Default exclusions include dependency, generated, cache, and secret-like paths such as .git/, .dotdotgod/, node_modules/, dist/, build/, coverage/, .next/, target/, vendor/, .venv/, and .env. Example env templates such as .env.example remain indexable. docs/archive/README.md is included as the archive map, while archive bodies are excluded by default.

Compared with Graphify-Style Reports

The CLI is not designed to make agents read a giant graph report. The full graph stays in the local cache; agent-facing output is bounded and includes omitted counts.

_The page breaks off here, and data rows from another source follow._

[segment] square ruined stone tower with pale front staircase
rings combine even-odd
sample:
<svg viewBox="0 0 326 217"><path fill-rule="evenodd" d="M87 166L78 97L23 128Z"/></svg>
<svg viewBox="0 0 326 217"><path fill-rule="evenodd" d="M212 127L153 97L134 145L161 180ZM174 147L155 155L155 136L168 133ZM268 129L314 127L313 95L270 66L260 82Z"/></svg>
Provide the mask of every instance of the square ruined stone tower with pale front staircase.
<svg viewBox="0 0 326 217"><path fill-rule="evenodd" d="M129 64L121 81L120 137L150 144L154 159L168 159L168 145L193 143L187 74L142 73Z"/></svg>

Its practical advantage is that graph and retrieval start from project-declared structure: docs/spec means behavior truth, docs/arch means design rationale, docs/test means verification, docs/plan means current intent, and docs/archive/README.md means historical map. The CLI encodes that structure as memory-area metadata, belongs_to_area edges, README routes_to edges, and retrieval signals before any source file is read.

This avoids common failure modes where a memory layer costs more than direct file reads on small tasks, indexes dependency/generated directories, or expands dense documents through repeated extraction.